Par contre, je ressens des
démangeaisons sur tout le corps, bien qu’il n’y ait pas de plaques rouges
visibles pour le moment.
Du côté des douleurs articulaires, je ne sais pas
si c’est l’accoutumance, mais je les ressens déjà moins. Sans doute aussi
l’effet des traitements.
Je dois toujours faire des efforts pour avaler la
moindre bouchée, avec comme arrière-pensée fataliste que ça ne sert pas à grand
chose, sachant que dans les minutes qui suivent, j’aurai déjà tout évacué.
Aujourd’hui, je me sens plutôt
bien, à part que j’ai à présent les ganglions gonflés des deux côtés des aines.
Sinon je mets à profit mon arrêt de travail pour produire des visuels de
T-Shirt.
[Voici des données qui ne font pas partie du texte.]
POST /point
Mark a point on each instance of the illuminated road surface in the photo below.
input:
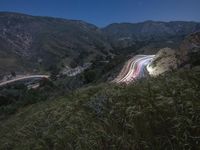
(134, 69)
(23, 78)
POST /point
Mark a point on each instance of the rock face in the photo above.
(165, 60)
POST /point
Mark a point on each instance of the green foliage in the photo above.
(157, 113)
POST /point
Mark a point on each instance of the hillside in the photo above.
(32, 44)
(158, 113)
(41, 42)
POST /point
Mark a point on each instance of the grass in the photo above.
(157, 113)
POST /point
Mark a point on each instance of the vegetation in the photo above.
(156, 113)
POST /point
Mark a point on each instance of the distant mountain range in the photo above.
(32, 43)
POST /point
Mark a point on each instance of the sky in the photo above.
(104, 12)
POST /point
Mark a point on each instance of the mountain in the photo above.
(39, 44)
(32, 41)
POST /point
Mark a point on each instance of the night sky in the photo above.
(104, 12)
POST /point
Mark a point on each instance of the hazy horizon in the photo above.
(102, 13)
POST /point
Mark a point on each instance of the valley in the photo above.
(68, 84)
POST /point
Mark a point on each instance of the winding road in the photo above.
(134, 69)
(28, 77)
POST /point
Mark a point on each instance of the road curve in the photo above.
(23, 78)
(134, 69)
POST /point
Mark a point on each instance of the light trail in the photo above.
(134, 69)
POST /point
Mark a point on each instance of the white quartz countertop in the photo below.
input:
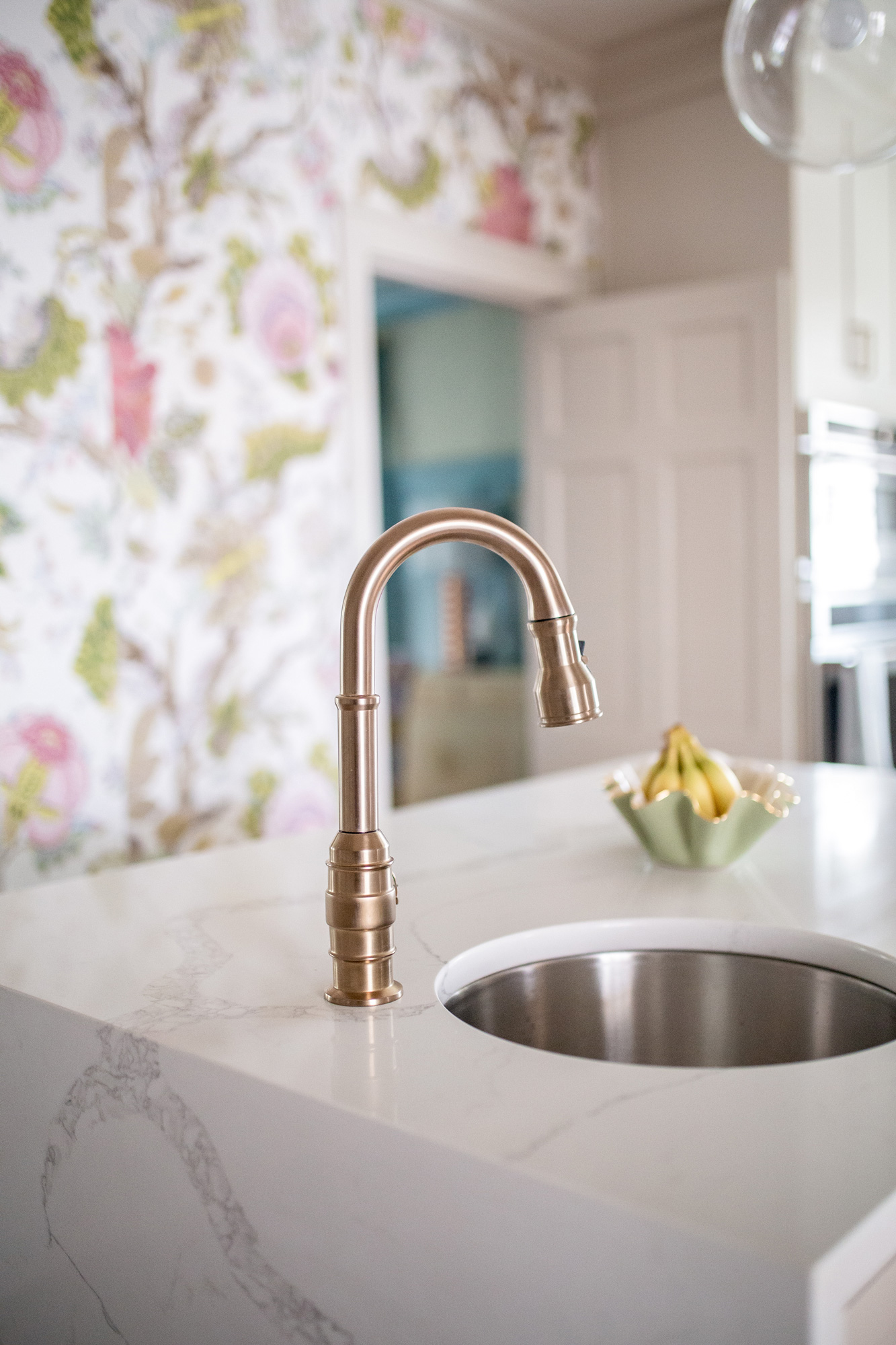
(224, 956)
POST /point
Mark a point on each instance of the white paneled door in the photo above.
(661, 481)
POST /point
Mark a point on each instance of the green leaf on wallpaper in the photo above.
(204, 178)
(228, 722)
(163, 473)
(10, 520)
(299, 379)
(271, 449)
(243, 259)
(73, 21)
(261, 786)
(97, 661)
(57, 356)
(415, 192)
(10, 118)
(299, 249)
(24, 798)
(321, 759)
(184, 426)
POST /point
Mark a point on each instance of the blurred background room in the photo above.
(278, 274)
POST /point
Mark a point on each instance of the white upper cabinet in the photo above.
(661, 470)
(844, 243)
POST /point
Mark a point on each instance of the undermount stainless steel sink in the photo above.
(680, 1007)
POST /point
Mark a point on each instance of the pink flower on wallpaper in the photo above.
(30, 128)
(303, 802)
(278, 309)
(393, 24)
(44, 779)
(507, 206)
(131, 391)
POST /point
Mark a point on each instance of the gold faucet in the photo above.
(361, 894)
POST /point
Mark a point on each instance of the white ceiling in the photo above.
(589, 24)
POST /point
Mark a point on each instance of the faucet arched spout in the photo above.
(545, 594)
(361, 895)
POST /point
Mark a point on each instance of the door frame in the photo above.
(459, 262)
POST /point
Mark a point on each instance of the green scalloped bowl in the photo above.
(674, 833)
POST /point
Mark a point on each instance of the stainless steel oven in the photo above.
(850, 571)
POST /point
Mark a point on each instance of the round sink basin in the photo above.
(702, 995)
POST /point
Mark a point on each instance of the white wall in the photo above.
(689, 196)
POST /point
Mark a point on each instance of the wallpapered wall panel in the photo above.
(174, 477)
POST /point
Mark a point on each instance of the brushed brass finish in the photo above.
(362, 895)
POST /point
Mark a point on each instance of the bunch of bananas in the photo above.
(685, 766)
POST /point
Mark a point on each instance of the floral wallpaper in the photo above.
(175, 490)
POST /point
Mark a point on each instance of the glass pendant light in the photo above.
(814, 81)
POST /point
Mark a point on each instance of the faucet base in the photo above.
(365, 999)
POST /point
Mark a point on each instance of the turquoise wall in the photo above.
(451, 385)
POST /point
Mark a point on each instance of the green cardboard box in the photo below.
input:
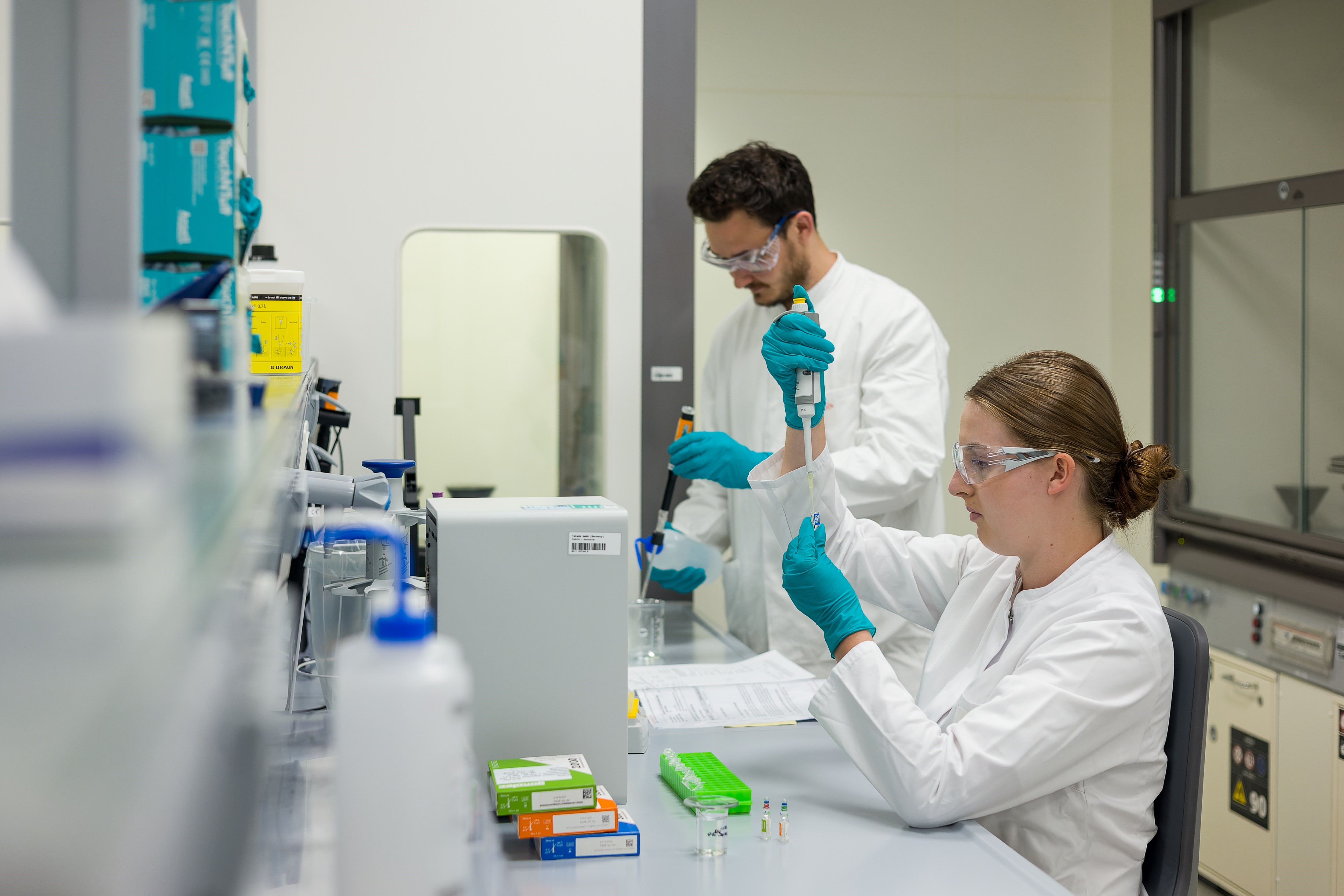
(542, 784)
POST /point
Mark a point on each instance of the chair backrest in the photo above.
(1174, 852)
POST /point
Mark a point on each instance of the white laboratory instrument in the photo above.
(535, 592)
(805, 396)
(402, 734)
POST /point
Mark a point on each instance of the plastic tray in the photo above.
(718, 780)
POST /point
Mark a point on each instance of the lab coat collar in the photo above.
(1100, 553)
(831, 283)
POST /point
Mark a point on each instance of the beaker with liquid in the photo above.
(644, 631)
(711, 824)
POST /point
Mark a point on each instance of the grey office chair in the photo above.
(1174, 854)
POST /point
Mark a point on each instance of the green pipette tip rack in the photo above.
(716, 778)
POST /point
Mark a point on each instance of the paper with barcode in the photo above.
(760, 703)
(596, 545)
(771, 665)
(505, 777)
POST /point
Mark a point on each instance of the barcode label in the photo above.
(596, 545)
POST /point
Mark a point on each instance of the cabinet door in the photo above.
(1240, 810)
(1308, 745)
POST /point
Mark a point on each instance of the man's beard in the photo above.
(796, 271)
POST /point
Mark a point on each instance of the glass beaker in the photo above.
(711, 824)
(644, 631)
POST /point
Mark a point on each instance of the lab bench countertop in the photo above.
(842, 833)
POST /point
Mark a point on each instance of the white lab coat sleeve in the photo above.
(703, 514)
(1080, 702)
(901, 572)
(898, 448)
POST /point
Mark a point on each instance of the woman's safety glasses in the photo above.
(980, 463)
(753, 260)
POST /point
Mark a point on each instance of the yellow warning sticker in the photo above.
(279, 324)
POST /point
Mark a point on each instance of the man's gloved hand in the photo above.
(685, 581)
(820, 590)
(795, 342)
(714, 456)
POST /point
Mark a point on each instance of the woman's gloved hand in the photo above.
(795, 342)
(685, 581)
(714, 456)
(820, 590)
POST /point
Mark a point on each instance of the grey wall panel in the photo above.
(669, 240)
(107, 155)
(44, 147)
(76, 168)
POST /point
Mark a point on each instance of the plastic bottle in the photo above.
(681, 551)
(402, 734)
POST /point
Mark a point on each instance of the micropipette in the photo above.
(805, 396)
(685, 425)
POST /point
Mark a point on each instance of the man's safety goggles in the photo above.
(753, 260)
(980, 463)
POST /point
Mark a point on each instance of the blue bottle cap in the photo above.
(402, 627)
(392, 469)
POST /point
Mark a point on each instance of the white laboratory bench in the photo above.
(843, 835)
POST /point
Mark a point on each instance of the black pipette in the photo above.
(685, 425)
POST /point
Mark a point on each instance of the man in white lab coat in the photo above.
(886, 402)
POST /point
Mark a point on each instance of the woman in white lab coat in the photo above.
(1043, 706)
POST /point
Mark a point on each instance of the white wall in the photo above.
(6, 93)
(991, 156)
(377, 120)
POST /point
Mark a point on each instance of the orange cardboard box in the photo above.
(584, 821)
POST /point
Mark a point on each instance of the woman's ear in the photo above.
(1062, 475)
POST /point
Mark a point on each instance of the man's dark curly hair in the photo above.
(761, 181)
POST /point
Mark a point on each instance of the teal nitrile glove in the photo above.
(795, 342)
(820, 590)
(685, 581)
(714, 456)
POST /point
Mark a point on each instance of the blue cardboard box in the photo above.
(162, 280)
(190, 194)
(623, 841)
(193, 60)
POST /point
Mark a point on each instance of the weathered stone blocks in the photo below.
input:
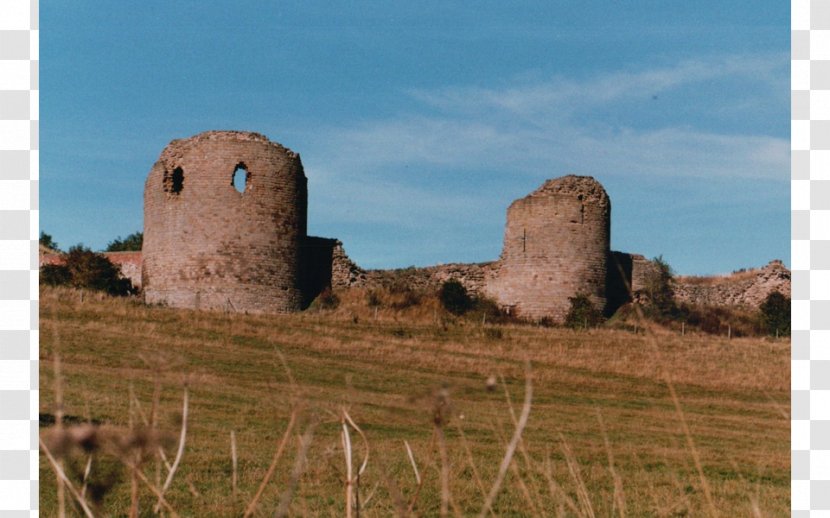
(556, 245)
(207, 245)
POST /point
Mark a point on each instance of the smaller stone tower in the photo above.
(211, 245)
(556, 245)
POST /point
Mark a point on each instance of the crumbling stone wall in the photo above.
(206, 245)
(345, 273)
(556, 245)
(747, 289)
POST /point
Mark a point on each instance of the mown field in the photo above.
(604, 436)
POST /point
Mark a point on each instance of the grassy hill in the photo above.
(604, 435)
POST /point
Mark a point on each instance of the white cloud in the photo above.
(540, 130)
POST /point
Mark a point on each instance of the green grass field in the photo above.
(604, 436)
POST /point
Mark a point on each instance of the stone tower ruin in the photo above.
(206, 244)
(556, 245)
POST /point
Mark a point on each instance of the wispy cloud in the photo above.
(455, 157)
(542, 127)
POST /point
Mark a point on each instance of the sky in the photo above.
(419, 123)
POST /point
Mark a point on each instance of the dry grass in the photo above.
(603, 437)
(713, 280)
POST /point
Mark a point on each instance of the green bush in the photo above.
(775, 314)
(373, 299)
(131, 243)
(454, 297)
(83, 268)
(47, 241)
(327, 299)
(659, 287)
(55, 275)
(582, 313)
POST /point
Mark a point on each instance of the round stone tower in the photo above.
(224, 217)
(556, 245)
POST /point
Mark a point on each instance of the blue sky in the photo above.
(419, 124)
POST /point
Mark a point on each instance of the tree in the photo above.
(454, 297)
(582, 313)
(83, 268)
(47, 241)
(131, 243)
(775, 314)
(659, 287)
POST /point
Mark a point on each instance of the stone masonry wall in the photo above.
(206, 245)
(748, 288)
(556, 245)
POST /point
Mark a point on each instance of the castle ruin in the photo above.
(225, 227)
(209, 245)
(556, 245)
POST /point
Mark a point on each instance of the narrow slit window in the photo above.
(241, 179)
(174, 182)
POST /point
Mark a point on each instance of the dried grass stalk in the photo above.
(179, 452)
(277, 454)
(59, 473)
(511, 448)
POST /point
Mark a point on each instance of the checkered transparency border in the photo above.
(811, 257)
(19, 116)
(19, 36)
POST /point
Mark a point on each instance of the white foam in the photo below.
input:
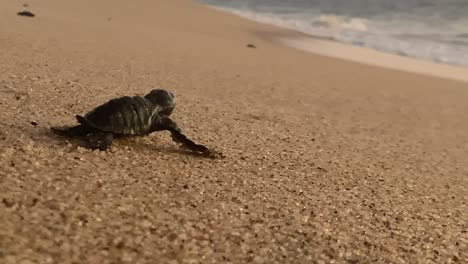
(376, 58)
(393, 36)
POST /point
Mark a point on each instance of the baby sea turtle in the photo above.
(130, 116)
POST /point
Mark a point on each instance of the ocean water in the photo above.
(434, 30)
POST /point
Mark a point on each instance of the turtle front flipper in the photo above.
(100, 140)
(72, 132)
(168, 124)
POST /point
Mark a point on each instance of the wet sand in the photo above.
(326, 160)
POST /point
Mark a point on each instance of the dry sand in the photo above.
(326, 160)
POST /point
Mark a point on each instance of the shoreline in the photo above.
(375, 58)
(338, 50)
(313, 145)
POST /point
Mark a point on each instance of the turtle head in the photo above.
(163, 99)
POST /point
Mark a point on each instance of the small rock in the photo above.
(8, 202)
(26, 14)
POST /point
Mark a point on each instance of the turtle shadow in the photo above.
(155, 147)
(120, 143)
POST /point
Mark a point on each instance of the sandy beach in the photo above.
(326, 160)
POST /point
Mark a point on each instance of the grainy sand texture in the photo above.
(327, 161)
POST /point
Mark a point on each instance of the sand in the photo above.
(327, 160)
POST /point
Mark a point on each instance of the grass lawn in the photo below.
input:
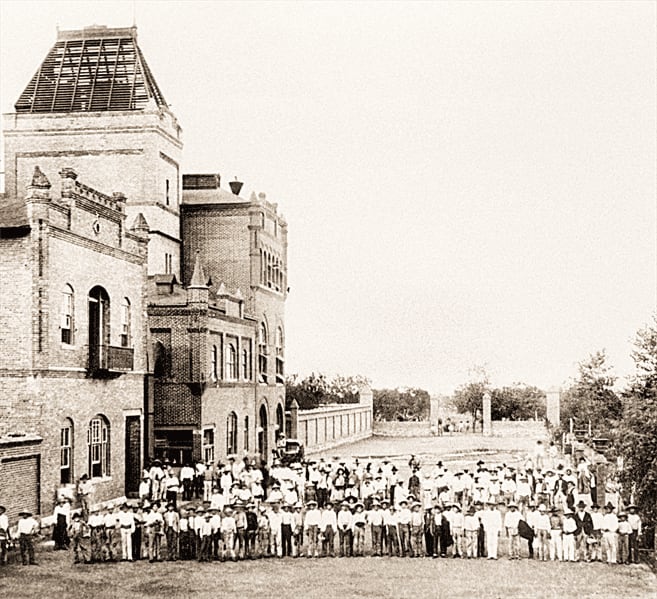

Manipuler la souris dans un logiciel d’infographie est certes un peu
pénible, mais c’est bien la seule chose que je puisse faire sans être aussitôt
épuisé.
Ma première production est un hommage aux victimes qui ont encore la
chance de pouvoir marcher courbées. Elle se compose d’un dessin de poitrine qui
représente un magnifique Aedes Albopictus et d’un texte en bas de dos
CHIKUNGUNYA avec des silouhettes fantômatiques qui marchent toutes le dos plié.
Je préfère ne pas publier la maquette ici, car j’attends toujours la réponse
d’un imprimeur.
Finalement, mon projet a été refusé, alors je me suis
resservis de mon visuel pour illustrer ce journal ! Tous les malades vous le
diront, on apprend vite à relativiser, quand on est atteint du virus.
J’avais bien quelques
démangeaisons ces derniers jours, mais rien de comparable à ce qui commence en
ce moment.
Les premières rougeurs sont apparues en haut des cuisses, sous
forme de plaques de petits points rouges qu’on a irrésistiblement envie de
gratter.
Sinon, ma fièvre a bien baissé aujourd’hui, puisque je viens de
mesurer 36,9°C ! Il faut dire que ne tenant plus, j’ai cédé à l’Advil
et il faut reconnaître que ça marche.
Houlala ! Comme c’est douloureux. Je peux à peine marcher, tant ces rougeurs sont partout. Une chance que je n’en n’ai pas sur les fesses, au moins je peux rester assis. Mais je ne peux pas faire grand chose : même taper au clavier est irritant.
J’ai réussi l’exploit physique
de ranger la maison, de faire la vaisselle et de nettoyer la cuisine. Des tâches
simples mais qui étaient devenues inaccessibles pour moi, car le moindre objet
prenait un poids inestimable, le moindre mouvement était devenu un calvaire.
Mais aujourd’hui, pendant 1h30, j’ai pu rester en activité.
À présent, je ne
décolle plus de mon bureau et je dessine tranquillement. Qu’est ce qu’elle est
lourde, cette souris, alors.
La journée de dimanche a
vraiment été reposante pour moi : plus de rougeurs, je n’ai plus cette
irrésistible envie de me gratter partout, plus de douleurs articulaires ou
musculaires excessives, il m’en reste bien un peu dans les mains et les pieds,
mais c’est supportable.
Alors, je n’ai pas beaucoup dessiné non plus
aujourd’hui, profitant de pouvoir marcher.
Comme je me sens un peu plus
d’attaque, alors je reprends le travail aujourd’hui. Le moment difficile n’aura
duré en tout que sept jours.
Je sais que tout le monde n’aura pas, si je
puis dire, ma chance et que certains souffrent encore des séquelles du virus.
Alors je les encourage et les soutiens dans leur combat quotidien.